An overhead view of brightly colored dishes on wooden trays
Diego’s Food Truck in McAllen offers fine dining cuisine in a casual setting.
An overhead view of a plate of paella with shrimp and rice
The food truck hosts weekly theme dinners, including seafood paella nights.

With a big grin and open arms, Diego Ramos steps out from behind the counter of his food truck in downtown McAllen to greet customers. Some are old classmates from high school, others are regulars, and some are newcomers excited to learn what all the fuss is about. Though Diego’s Food Truck is a small operation in the Rio Grande Valley, it’s earned a reputation among locals for flavorful and adventurous farm-to-table fare.

Opened in 2019 at the McAllen Food Park across from the Casa de Palmas hotel, Diego’s Food Truck sources most of its ingredients from Provenza Farm and Cattle, Ramos’ family’s farm just east of McAllen in Edcouch. With plans to open a brick-and-mortar restaurant this year, Ramos describes his menu as a culmination of all the places he’s traveled and the foods he’s experienced. Most recently, Ramos took a trip to Oaxaca, Mexico, in search of distinctive moles and tamales. “My intentions are to look for the weirdest, out-of-the-box things I can find,” Ramos says. “I want to see a chef serving something that challenges my imagination. That’s what makes me, me: taking an ingredient and surprising people with a new way of using it.”

Alongside more standard options like burgers, tacos, and handmade pastas, Diego’s occasionally offers dishes like grilled bone marrow, scallop ceviche, and lamb curry. Ramos hosts special events, including paella nights, Turkish dinners, and steak nights. But his signature plate is The Mighty Provenza Burger, served on a homemade bun with roasted tomato, lettuce, sautéed red onions, and melted cheddar cheese. It may sound like an average burger, but the patty is a real showstopper—8 ounces of grass-fed beef sourced directly from the cattle Ramos raises.

A burger and fries on a steel platter
The Mighty Provenza Burger

Rick Rodriguez, a regular patron of Diego’s who visits once or twice a week, says the menu keeps him on his toes. “Up until [Diego’s], I’d never had Turkish food,” Rodriguez says. “He makes his place a melting pot of all the places he’s been. I’ve eaten paella. Another time, there was this Israeli plant-based shake. He brings more diversity and awareness to different foods. He’s raising the bar because there’s nothing else like that here.”

Though Ramos has continually elevated his cuisine over the years, he hasn’t had formal culinary training. He started Diego’s when he was just 23, a recent college graduate who’d been let go from Austin’s upscale restaurant Barley Swine.

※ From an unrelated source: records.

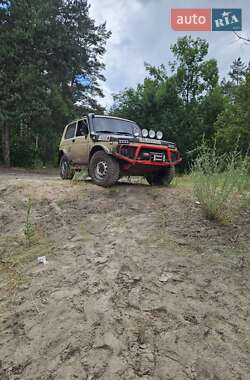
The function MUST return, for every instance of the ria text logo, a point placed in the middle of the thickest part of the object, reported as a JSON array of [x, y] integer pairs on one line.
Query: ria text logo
[[206, 19]]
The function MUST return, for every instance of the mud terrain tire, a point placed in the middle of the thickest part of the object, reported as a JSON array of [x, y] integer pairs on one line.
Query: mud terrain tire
[[65, 170], [104, 169], [162, 178]]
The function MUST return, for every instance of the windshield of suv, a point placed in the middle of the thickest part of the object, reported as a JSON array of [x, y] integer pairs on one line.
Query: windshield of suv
[[115, 126]]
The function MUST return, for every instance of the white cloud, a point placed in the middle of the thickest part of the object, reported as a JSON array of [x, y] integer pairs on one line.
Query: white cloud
[[141, 32]]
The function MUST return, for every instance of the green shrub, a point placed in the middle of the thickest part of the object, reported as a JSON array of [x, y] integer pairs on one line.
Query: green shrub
[[216, 179], [23, 152]]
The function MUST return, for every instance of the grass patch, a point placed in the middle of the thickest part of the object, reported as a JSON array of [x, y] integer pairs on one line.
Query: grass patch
[[182, 181], [216, 179]]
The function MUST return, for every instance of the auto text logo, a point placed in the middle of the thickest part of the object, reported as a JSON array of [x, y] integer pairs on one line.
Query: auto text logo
[[206, 19]]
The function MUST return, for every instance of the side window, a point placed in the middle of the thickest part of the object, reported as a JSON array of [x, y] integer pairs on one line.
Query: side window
[[82, 128], [70, 133]]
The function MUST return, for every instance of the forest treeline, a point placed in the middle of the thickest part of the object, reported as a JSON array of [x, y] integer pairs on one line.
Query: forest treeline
[[188, 102], [51, 71]]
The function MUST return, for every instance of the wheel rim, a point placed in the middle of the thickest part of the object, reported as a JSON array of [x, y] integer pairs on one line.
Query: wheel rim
[[101, 169]]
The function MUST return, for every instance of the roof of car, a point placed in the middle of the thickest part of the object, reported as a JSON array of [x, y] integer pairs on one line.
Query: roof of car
[[114, 117]]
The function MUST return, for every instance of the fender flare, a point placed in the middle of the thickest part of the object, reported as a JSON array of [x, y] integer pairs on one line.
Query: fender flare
[[97, 148]]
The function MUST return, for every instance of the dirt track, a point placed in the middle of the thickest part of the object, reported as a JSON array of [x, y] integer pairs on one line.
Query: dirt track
[[137, 286]]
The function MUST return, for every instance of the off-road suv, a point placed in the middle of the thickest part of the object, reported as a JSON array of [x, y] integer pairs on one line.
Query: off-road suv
[[112, 147]]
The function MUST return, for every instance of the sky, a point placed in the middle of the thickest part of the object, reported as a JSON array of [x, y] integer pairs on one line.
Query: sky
[[141, 32]]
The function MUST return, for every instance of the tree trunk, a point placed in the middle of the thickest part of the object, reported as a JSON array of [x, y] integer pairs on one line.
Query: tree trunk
[[6, 144]]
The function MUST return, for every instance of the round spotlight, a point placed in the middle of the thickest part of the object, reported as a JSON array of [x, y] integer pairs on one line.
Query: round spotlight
[[152, 134], [159, 135]]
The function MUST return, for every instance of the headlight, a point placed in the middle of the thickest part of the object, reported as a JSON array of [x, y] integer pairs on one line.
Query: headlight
[[152, 134], [159, 135]]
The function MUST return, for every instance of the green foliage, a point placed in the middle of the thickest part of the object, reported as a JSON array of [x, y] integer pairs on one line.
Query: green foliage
[[183, 104], [216, 178], [43, 45], [23, 152], [233, 123]]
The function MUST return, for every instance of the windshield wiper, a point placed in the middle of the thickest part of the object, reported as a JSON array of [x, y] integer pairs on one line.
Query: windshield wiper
[[103, 131], [123, 133]]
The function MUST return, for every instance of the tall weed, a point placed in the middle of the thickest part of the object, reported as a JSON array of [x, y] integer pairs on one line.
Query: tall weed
[[216, 179]]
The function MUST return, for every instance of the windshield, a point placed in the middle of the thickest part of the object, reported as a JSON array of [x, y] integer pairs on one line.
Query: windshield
[[115, 126]]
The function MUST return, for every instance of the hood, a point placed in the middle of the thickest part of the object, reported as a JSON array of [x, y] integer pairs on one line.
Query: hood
[[125, 139]]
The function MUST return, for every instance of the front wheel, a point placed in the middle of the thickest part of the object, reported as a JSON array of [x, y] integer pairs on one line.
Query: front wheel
[[163, 177], [65, 170], [104, 169]]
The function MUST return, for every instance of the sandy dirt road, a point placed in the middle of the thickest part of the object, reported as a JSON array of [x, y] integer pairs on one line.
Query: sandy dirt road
[[138, 284]]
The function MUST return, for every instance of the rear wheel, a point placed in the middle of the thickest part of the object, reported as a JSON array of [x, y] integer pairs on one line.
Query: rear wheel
[[65, 170], [163, 177], [104, 169]]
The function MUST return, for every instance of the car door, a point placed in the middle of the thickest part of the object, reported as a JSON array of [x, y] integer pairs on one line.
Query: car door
[[69, 140], [80, 148]]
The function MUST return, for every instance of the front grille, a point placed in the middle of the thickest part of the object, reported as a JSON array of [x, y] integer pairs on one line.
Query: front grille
[[174, 156], [128, 151], [155, 155]]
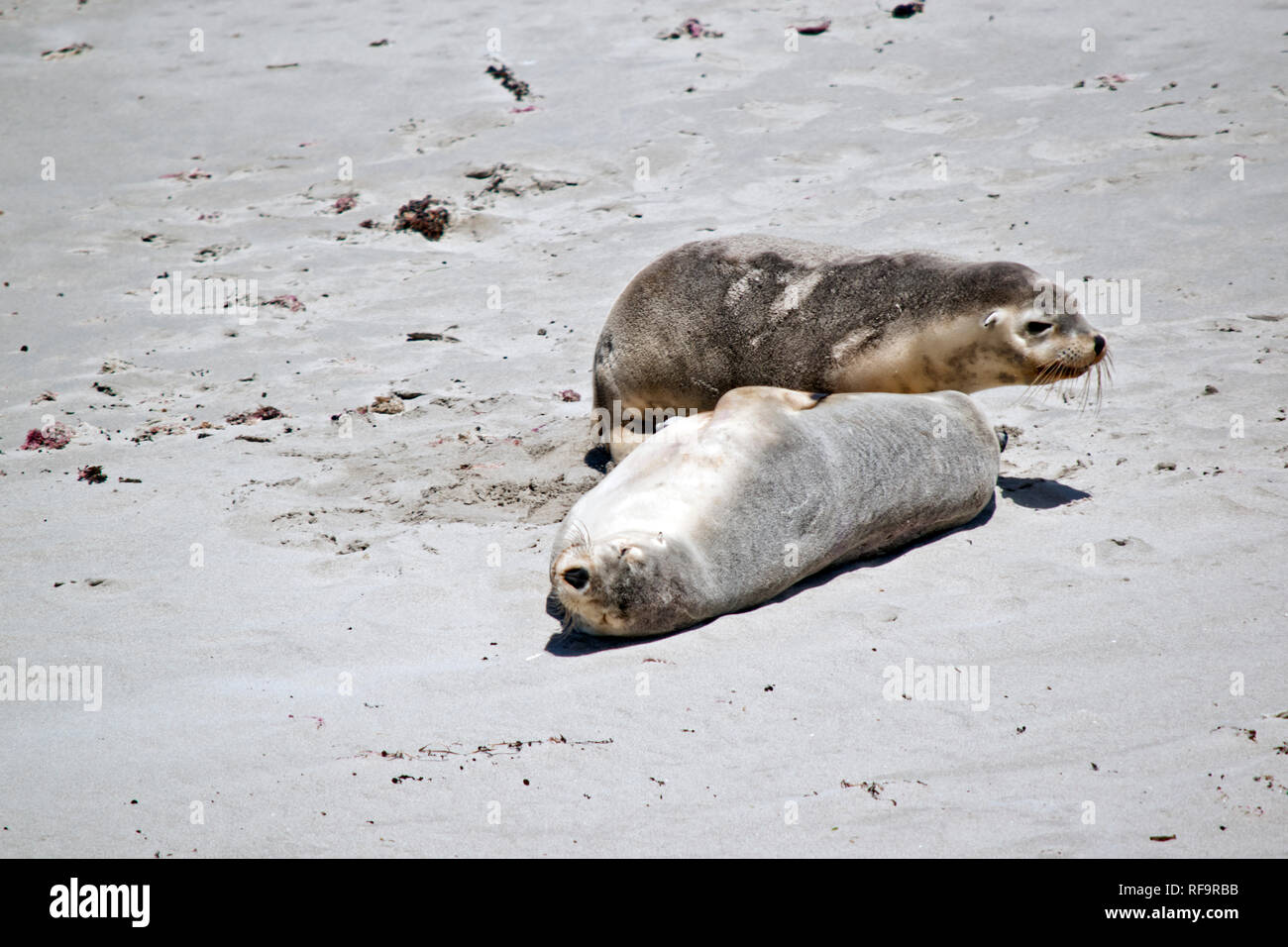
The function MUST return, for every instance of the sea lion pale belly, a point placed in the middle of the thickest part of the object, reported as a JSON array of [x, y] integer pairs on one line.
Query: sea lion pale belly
[[725, 509], [716, 315]]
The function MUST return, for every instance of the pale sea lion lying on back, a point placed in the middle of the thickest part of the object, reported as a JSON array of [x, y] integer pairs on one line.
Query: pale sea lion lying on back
[[725, 509], [716, 315]]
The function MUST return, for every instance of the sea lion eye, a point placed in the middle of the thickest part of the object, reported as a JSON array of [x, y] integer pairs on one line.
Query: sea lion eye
[[578, 578]]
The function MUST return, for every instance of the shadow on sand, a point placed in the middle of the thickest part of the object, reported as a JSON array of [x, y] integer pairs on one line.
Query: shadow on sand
[[1038, 493]]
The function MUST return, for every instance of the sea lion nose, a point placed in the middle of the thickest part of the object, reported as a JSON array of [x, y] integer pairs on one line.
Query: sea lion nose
[[578, 578]]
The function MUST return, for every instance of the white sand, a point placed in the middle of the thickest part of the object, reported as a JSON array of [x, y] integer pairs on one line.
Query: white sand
[[412, 556]]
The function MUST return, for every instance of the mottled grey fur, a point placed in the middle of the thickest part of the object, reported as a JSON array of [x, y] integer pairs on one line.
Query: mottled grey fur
[[675, 338]]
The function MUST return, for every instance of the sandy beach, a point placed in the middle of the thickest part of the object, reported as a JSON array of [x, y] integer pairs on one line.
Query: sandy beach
[[308, 556]]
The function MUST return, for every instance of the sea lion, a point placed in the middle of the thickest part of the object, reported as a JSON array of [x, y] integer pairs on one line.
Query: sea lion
[[716, 315], [725, 509]]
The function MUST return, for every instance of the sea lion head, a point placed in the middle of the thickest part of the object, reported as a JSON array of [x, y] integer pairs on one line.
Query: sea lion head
[[1037, 329], [629, 583], [1047, 334]]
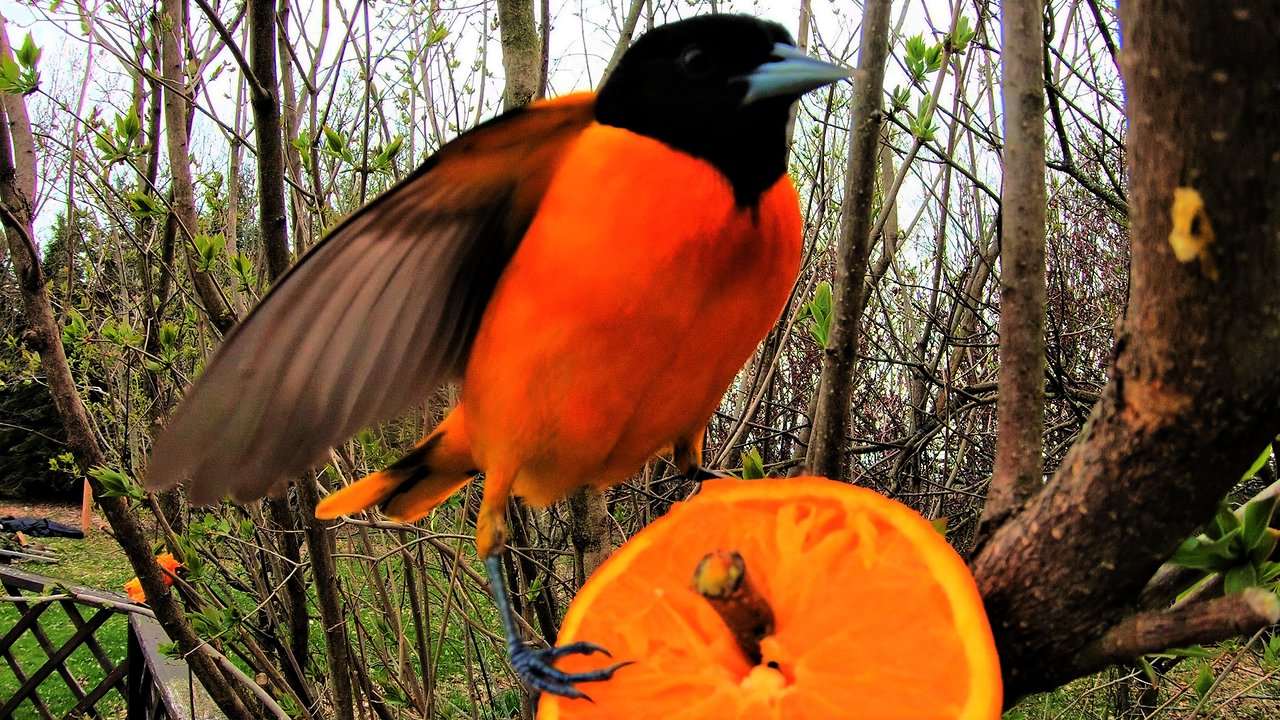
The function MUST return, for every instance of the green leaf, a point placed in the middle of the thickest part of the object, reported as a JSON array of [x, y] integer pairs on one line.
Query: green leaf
[[1256, 520], [437, 35], [74, 331], [128, 126], [1203, 680], [28, 54], [1223, 523], [818, 313], [1260, 552], [1152, 677], [115, 483], [168, 335], [1205, 554], [142, 205], [1192, 651], [753, 465], [334, 141], [1239, 578], [963, 35], [1257, 464], [210, 249]]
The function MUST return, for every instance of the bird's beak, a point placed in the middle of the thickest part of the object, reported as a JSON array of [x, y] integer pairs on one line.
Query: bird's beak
[[790, 73]]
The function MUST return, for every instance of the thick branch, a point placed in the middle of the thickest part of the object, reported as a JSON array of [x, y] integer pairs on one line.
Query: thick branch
[[1196, 390], [177, 110], [1201, 623], [826, 454], [17, 164], [520, 55]]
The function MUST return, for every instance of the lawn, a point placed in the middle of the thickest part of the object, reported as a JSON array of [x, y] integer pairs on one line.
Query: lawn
[[95, 561]]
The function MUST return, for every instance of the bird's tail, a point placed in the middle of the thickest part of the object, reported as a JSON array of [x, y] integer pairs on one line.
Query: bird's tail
[[412, 486]]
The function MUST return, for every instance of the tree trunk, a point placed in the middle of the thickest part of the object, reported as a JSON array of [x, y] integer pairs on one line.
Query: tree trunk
[[831, 419], [177, 112], [1020, 422], [1194, 388]]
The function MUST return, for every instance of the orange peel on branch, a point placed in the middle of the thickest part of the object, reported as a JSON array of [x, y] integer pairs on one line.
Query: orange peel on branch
[[874, 615]]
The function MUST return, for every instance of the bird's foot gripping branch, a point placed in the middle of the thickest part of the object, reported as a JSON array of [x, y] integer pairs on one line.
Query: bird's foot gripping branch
[[536, 668]]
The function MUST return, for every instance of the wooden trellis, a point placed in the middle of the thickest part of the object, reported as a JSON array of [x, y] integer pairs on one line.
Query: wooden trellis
[[146, 680]]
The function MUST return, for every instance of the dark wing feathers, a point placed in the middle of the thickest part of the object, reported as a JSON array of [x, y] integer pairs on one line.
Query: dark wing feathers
[[373, 319]]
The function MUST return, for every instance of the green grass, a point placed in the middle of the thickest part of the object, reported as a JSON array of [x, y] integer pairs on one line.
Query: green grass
[[94, 561]]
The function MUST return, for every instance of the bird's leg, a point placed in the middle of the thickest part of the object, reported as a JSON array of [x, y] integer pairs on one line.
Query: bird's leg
[[534, 666]]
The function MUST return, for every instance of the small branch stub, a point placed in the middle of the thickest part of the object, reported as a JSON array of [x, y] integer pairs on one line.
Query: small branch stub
[[721, 578]]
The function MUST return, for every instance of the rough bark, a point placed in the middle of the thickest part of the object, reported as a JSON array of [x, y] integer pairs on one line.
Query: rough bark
[[1194, 388], [831, 418], [44, 337], [520, 51], [324, 573], [1020, 409], [177, 112], [589, 532]]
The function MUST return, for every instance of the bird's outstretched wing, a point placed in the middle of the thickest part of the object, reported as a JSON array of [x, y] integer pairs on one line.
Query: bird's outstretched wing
[[382, 311]]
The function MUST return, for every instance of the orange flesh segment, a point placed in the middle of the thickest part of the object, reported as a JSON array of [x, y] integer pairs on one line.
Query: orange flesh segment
[[877, 616]]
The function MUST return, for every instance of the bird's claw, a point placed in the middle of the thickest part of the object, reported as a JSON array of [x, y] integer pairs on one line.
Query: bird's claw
[[536, 669]]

After just one shift at the fine-dining establishment, he says he was unceremoniously informed that he wasn’t up to snuff. “It was kind of funny, kind of sad,” he says.

Diego’s Food Truck
10 N. Broadway St., McAllen.
Open Wed-Sun, 6-10 p.m.

An overhead view of parsley growing in a field
Fresh parsley from Provenza Farm
A small herd of cattle in a field
A Provenza Farm cow

But the setback only made him more determined to achieve his culinary goals. Throughout Ramos’ childhood, his parents were passionate about food. Though his father is a doctor and his mother is a nurse, they grew their own fruits and vegetables on the same family farm Ramos sources from today. They taught him to cook and eat whatever was in season. But Ramos never envisioned owning his own restaurant. He expected to follow in their footsteps and seek a career in the medical field. “Food is in my blood, but I never thought I would turn it into a career,” he says. “I just wasn’t really exposed to a lot of career options that didn’t involve wearing scrubs or a suit and tie.”

Ramos studied political science at St. Edward’s University in Austin and tried his hand at a few professions. He was a legal assistant, a congressman’s intern, a preschool teacher, and he even spent time selling beef from his family’s cattle. But after his experience with Barley Swine, he decided to go on his own. “I wasn’t ready to invest a million dollars into a beautiful place for my customers,” he says. “But I was ready to cook them some good food.”

A food truck was more than ideal. It could have been anything, Ramos recalls thinking, and that thought was liberating. “People don’t always realize you can do fine dining at a food truck,” he says.

A man in a black button-up shirt stands with his arms crossed in front of a white food truck
Diego Ramos outside his food truck

Ramos says he aims to make his hometown a culinary destination—not just a detour en route to South Padre Island. “When I was a kid, fine dining in the RGV was going to Red Lobster,” Ramos says. “There are more options now than there were even five years ago, but the Valley is nowhere near finished growing. And I’m growing with it.”

For the future, Ramos hopes to keep his food truck going, launch the upcoming brick-and-mortar restaurant, and maybe one day open a string of burger stands across South Texas. All of them would source as many locally grown ingredients as possible. “I project myself and my family traditions through the food that we make and serve,” he says. “It’s magic; it’s passion; it’s love.”